Obviously, the clearest moral, economic, and logistical solution to the problems faced by for-profit ICE detention centers is to stop detaining immigrants. The radical expansion of immigration detention is a recent phenomenon and could easily be reversed. But additionally, everyone should be able to agree that it is imperative to stop corporations from profiting from forced labor. The lawsuits against GEO Group and CoreCivic are being argued by dedicated advocates and organizations, but there are plenty of other ways to weaken immigration detention and the for-profit prisons that enable it. 
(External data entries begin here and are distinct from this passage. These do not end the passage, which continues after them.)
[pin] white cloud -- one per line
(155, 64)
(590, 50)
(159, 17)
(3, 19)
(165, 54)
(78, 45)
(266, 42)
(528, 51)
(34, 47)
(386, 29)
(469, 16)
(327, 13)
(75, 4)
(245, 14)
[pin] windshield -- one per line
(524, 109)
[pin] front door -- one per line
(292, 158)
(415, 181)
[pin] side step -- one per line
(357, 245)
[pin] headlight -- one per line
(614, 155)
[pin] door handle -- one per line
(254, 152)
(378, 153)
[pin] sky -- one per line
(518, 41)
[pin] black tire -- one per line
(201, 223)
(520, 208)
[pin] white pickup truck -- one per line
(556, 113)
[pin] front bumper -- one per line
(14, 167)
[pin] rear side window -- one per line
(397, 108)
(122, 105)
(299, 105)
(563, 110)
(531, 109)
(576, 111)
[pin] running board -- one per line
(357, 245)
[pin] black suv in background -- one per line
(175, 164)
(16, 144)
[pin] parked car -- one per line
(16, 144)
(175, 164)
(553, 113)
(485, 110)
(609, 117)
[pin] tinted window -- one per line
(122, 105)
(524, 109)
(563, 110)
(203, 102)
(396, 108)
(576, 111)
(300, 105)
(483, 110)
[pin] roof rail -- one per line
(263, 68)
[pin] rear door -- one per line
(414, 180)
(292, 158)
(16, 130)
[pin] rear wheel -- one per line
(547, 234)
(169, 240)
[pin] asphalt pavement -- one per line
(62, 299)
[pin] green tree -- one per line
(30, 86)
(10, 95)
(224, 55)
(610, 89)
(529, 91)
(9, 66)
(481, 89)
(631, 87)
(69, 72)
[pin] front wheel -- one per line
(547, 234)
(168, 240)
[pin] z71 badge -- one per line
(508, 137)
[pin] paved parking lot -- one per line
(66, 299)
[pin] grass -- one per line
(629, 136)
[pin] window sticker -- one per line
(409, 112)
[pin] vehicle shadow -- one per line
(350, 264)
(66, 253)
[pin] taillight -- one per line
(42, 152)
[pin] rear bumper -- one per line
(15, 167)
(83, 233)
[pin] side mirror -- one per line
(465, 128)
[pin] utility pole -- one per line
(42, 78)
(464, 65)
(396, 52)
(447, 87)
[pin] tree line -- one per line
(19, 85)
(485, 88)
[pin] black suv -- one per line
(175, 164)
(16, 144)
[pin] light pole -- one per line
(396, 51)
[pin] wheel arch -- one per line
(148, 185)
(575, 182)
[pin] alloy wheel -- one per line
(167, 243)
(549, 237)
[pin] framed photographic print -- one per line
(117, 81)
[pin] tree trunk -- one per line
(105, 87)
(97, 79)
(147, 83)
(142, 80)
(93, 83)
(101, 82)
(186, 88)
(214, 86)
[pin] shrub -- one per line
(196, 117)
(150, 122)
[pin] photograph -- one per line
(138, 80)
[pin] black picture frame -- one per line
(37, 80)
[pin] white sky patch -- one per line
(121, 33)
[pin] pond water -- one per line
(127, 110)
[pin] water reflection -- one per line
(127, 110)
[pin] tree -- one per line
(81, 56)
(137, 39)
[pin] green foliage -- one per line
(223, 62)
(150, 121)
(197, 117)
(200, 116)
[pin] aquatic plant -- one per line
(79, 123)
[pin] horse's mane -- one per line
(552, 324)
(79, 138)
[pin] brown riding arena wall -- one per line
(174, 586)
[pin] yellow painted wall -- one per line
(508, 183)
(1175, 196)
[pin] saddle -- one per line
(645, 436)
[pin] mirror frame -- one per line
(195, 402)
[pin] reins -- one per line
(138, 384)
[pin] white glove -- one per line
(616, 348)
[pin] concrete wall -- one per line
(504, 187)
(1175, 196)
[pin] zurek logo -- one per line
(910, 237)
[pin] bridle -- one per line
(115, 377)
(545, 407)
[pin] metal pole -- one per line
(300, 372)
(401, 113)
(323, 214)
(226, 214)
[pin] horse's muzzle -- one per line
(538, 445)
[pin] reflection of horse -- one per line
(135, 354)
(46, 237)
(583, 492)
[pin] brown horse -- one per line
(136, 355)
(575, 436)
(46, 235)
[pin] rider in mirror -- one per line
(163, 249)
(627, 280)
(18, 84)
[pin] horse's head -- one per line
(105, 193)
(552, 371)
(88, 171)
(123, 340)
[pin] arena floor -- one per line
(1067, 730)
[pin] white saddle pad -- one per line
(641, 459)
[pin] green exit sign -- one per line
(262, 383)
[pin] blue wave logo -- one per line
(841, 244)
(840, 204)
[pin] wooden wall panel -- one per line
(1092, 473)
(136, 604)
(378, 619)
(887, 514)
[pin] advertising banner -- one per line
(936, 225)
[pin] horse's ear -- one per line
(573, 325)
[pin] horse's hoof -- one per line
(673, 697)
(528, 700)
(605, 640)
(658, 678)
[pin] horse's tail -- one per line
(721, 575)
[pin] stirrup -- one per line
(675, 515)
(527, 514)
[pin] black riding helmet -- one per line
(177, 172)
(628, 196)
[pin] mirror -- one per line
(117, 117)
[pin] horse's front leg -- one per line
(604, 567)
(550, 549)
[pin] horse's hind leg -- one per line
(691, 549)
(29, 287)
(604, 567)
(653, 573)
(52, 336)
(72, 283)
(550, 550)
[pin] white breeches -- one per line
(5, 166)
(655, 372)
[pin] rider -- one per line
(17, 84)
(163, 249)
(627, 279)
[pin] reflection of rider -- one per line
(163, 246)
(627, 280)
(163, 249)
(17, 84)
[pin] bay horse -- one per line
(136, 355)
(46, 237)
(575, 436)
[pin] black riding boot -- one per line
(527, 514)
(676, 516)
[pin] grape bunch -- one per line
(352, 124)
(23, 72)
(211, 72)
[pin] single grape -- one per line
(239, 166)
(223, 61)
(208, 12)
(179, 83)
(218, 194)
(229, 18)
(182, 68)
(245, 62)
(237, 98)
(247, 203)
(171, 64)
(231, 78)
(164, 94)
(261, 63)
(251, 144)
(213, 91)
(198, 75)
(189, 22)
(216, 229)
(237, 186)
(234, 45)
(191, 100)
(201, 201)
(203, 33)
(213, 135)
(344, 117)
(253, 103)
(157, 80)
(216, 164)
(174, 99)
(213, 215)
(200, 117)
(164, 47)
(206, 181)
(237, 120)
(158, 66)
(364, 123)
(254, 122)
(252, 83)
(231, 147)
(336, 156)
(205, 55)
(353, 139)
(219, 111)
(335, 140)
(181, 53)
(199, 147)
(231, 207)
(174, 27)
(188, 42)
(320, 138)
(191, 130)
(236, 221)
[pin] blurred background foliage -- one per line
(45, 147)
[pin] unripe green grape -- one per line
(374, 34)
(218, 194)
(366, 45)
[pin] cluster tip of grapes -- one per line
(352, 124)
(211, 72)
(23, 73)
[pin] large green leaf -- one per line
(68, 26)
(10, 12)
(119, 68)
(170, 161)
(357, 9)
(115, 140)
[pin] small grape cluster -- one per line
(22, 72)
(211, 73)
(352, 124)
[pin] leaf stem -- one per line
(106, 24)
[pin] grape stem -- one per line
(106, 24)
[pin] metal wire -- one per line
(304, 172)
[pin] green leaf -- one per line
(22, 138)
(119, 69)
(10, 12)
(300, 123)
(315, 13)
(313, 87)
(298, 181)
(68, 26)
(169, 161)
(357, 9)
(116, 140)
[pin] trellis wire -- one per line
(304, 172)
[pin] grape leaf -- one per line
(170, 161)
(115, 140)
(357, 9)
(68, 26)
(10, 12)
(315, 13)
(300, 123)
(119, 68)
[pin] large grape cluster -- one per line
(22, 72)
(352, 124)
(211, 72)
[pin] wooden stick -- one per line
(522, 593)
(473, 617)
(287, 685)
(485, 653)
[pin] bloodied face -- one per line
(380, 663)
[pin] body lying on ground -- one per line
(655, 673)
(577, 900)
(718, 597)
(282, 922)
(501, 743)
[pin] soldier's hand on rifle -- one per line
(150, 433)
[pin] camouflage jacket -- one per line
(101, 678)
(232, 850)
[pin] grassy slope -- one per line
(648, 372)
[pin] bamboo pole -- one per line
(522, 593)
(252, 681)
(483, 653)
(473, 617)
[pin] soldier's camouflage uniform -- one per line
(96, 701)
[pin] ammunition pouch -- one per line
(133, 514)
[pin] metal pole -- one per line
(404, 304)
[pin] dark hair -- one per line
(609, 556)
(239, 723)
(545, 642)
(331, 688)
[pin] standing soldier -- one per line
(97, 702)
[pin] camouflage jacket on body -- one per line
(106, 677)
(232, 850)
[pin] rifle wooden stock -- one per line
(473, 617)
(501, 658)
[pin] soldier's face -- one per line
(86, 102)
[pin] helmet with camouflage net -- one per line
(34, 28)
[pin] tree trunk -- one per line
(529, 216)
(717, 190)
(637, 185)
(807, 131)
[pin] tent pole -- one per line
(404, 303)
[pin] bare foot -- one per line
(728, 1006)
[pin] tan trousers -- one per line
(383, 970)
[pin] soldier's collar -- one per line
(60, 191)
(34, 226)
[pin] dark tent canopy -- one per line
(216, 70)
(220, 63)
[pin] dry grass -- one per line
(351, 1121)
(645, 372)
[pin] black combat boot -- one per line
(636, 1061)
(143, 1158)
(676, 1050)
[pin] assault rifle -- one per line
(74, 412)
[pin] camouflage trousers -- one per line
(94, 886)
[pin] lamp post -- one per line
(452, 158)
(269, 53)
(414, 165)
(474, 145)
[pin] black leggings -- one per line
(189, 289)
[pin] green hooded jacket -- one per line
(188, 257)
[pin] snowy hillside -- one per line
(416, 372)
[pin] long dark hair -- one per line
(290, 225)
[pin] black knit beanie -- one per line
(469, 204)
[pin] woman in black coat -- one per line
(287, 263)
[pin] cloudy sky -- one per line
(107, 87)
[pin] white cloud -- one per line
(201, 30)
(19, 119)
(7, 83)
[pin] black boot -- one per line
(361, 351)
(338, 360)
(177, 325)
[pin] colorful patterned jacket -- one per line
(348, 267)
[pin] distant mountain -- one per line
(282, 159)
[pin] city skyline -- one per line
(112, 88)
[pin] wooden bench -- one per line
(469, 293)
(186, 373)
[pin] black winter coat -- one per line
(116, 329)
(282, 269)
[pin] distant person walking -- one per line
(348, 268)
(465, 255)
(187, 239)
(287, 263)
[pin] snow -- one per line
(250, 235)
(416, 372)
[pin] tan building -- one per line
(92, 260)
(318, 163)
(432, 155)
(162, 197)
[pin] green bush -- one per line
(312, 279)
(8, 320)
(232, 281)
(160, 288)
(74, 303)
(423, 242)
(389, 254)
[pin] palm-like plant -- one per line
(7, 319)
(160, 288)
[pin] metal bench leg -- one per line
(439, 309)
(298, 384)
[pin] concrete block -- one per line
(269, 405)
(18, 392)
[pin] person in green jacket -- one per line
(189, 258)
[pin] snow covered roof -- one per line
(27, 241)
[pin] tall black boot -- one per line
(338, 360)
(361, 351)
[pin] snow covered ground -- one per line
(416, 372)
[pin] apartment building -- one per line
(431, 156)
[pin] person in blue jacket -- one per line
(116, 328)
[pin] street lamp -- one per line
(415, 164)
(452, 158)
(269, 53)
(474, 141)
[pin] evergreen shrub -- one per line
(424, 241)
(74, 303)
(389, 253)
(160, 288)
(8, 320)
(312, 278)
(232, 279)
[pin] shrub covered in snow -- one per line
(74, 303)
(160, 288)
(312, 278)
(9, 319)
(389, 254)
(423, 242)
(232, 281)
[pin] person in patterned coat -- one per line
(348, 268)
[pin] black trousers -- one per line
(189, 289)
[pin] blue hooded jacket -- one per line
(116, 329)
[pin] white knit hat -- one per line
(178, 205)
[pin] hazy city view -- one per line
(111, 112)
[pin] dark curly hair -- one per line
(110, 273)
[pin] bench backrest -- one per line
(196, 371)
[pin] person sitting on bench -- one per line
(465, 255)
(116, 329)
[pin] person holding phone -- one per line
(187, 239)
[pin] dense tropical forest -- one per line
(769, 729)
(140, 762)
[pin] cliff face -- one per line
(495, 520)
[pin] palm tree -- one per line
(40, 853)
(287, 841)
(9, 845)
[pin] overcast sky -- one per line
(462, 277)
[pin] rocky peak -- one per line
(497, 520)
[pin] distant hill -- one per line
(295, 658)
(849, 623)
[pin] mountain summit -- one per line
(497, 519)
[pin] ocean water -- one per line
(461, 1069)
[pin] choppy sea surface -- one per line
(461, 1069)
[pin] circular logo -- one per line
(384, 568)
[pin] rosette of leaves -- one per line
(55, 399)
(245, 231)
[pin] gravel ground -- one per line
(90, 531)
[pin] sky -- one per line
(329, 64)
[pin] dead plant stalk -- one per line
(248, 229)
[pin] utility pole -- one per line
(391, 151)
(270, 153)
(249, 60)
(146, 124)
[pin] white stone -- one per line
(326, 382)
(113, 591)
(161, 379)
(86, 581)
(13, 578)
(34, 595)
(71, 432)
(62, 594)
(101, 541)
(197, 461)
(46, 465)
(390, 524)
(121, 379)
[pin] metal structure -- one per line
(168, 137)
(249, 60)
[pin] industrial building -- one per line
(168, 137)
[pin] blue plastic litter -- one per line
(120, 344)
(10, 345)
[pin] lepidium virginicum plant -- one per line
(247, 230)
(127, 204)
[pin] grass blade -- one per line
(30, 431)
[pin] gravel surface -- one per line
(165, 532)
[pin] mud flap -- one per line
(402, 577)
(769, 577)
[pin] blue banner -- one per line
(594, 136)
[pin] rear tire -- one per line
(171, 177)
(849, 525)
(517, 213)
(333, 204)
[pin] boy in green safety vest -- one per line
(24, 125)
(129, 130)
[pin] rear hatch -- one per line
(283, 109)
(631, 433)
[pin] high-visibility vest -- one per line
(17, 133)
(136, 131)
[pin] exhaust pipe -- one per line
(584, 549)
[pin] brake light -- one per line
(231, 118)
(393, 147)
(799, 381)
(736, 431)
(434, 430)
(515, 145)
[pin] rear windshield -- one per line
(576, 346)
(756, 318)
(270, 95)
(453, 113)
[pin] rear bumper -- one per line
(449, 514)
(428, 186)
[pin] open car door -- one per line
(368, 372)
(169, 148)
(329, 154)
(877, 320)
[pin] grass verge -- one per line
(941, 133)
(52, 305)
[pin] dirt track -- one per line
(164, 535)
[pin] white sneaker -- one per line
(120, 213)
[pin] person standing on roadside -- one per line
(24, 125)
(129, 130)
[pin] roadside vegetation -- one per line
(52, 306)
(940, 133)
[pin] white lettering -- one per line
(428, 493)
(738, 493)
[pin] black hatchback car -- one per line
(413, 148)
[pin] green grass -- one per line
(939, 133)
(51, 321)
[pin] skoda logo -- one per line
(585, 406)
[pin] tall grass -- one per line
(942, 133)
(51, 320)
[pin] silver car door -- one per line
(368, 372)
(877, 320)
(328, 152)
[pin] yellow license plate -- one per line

For those who want to see an end to for-profit prisons, forced labor, and the mass jailing of immigrants generally, two useful sites for organizing are divestment campaigns and local elections. Although banks have distanced themselves from private prison corporations, institutional investors still own large chunks of them and can be pressured to sell them off. Vanguard, which likely manages your retirement fund if you’re lucky enough to have one, owns more than 15 percent of both CoreCivic and GEO Group’s stock. Vanguard also manages a number of unions’ pension funds, but so far has resisted divesting from its private prison holdings. Meanwhile, local elections for sheriffs and District Attorneys have a major impact on ICE’s ability to arrest and detain immigrants. ICE relies on the cooperation of local authorities to help arrest and detain immigrants, but local officials are free to withdraw that cooperation, as many have in recent years.  

As dark as the last decade of deportation policy and mass incarceration has been, a world without immigrant prisons—and without for-profit prisons—may be much closer than it seems.